More often than not their offending is directly related to their trauma. They need support in this area if they are ever going to break the pattern of recidivism.”
When women are nearing the end of their sentences, Tucker believes they should be enrolled in re-integration programs designed to make the transition to public life smoother. This could take the form of a separate, minimum security ‘half-way house’ from which women could take leave to work, and where children would be welcome to stay overnight with mum. It’s here that women would be provided with one-on-one help to make practical arrangements for the outside.
(There is currently a minimum security prison called Tarrangowa where women can receive long visits from kids, but due to its distance from Melbourne, many women find it’s not a practical option to aide in re-integration.)
Upon release, ex-prisoners could be paired up with a peer-support mentor to assist them in setting up their lives. Finally, Kerry said, “Women should be provided with suitable, stable and safe accommodation as close to their support systems as possible.”
Of course, there are always going to be people in the community who believe that criminals don’t deserve more support.

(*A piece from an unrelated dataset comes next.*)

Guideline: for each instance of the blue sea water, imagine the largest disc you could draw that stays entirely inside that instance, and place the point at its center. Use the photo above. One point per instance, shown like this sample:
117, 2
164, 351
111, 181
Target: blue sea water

To them, Kerry asserts: "We go to prison as punishment, not for punishment.” The punishment inherent in imprisonment is the removal of freedom; internal conditions are not intended to be a form of torture.
Perhaps most importantly, the cost of these extra supports would be far outweighed by the economic and social benefits rendered by keeping women safe and out of jail. When women are stable and law-abiding they can contribute to society and care for their own children, removing pressure from taxpayers and overstretched state services.
Most women truly want to establish stable lives upon release. But, as Anna points out, “So many of them have been in care as kids and abused, then wound up in shitty relationships as adults. They don’t know how to set up healthy lives.”
If we’re serious about reducing the prison population and truly rehabilitating women, we’re going to have to give them a lot more help.